The owner pampers his buffalo to the extent of not only listening to its heart-beats, but also receiving its emotional vibes. Watching her being bathed with tender affection can make the best loved person jealous of the Black Beauty. No exaggeration then that a hardcore Haryanavi would want to become a buffalo in his next life.
Haryanvis may make their children eat less in the lean period of their earnings, but will empty all their treasures of the best fodder and gram floor, oilseed waste and cottonseed sprouts for the buffalo, for it helps to have her udders ‘filled to the brims’ with quality milk.

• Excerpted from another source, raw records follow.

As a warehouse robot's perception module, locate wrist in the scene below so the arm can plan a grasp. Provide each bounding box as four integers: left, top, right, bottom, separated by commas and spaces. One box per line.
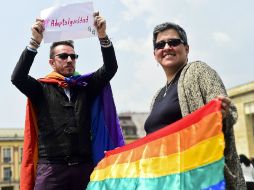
98, 32, 107, 39
29, 38, 40, 49
99, 35, 112, 48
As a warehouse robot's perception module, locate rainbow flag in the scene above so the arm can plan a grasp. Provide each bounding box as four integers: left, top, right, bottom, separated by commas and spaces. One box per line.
87, 100, 225, 190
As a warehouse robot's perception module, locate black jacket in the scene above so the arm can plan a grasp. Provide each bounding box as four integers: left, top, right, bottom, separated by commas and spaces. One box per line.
11, 46, 117, 163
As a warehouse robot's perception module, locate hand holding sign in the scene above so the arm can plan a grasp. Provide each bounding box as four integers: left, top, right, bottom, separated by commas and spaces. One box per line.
41, 2, 97, 43
94, 12, 107, 38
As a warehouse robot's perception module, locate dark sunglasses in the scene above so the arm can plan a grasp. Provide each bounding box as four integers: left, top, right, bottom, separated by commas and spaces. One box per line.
154, 39, 184, 49
55, 53, 78, 60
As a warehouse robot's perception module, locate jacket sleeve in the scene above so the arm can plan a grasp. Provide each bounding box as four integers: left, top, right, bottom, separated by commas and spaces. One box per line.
194, 63, 238, 126
11, 48, 41, 102
85, 45, 118, 94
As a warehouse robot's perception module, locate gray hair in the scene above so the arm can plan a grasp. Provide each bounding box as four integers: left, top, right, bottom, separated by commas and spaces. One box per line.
153, 22, 188, 47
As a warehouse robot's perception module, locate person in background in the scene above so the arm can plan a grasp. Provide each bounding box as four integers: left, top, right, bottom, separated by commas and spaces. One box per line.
144, 22, 246, 190
11, 12, 122, 190
239, 154, 254, 190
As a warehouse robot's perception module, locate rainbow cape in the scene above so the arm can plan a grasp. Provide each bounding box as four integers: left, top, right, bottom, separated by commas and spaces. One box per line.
87, 100, 225, 190
20, 72, 124, 190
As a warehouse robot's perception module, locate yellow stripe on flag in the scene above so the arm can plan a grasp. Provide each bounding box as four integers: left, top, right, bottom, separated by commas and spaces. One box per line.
91, 133, 224, 181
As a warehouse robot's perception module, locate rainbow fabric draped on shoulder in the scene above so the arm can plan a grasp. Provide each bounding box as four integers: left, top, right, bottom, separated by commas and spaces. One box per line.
20, 72, 124, 190
87, 100, 225, 190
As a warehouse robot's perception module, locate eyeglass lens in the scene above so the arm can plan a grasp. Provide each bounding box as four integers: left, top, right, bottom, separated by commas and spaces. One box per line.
55, 53, 78, 60
155, 39, 183, 49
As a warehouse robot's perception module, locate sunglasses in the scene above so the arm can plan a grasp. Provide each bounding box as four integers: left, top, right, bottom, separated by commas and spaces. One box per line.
154, 39, 184, 49
55, 53, 78, 60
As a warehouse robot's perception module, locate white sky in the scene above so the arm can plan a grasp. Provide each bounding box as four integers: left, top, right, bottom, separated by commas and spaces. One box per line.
0, 0, 254, 128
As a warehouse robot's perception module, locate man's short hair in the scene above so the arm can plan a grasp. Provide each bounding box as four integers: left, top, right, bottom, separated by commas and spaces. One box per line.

Remember Udham Singh (Munish Makhija) – The bald, lanky Haryanavi sitting on a cot with a lathi in hand and a mooing buffalo in the frame of an ad? This depiction has more sense than symbolism.

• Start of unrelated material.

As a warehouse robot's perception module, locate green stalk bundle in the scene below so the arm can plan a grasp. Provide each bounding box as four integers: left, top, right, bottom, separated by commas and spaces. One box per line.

Even the jokes and pithy Haryanvi idioms and sayings have enough buffalo blood flowing in them. For example, a buffalo entering the water (Bhains pani main jana ) or going up on the canal bank (Bhains patdee pe chadh jana) entail being fined for the unscrupulous but pardonable act on the part of the buffalo.
The Haryanvis sometime back stopped feeding su-babool fodder to buffaloes for they believed it had caused hairfall on the tail of their beautiful pet.
A male calf being born was not a welcome thing for Haryanavis till some time back; and only Yamraj – the death-supervising deity – was seen riding it. But now they have gainfully employed them as draft animals – fit to pull their carts.
There is a saying to the effect that you will have only male calves born to your buffaloes, for the female calves would be stolen away to be replaced by males, if you were sleeping on the care of your buffalo.
Interestingly, the buffaloes recognise their khoonta – stake or tether – in case there was a dispute over their ownership. Even the police employed khoonta-parade to settle the issue between a buffalo owner and a buffalo thief. In this case, the buffalo could without being guided, go up to her tether instinctively, to make a case for its owner.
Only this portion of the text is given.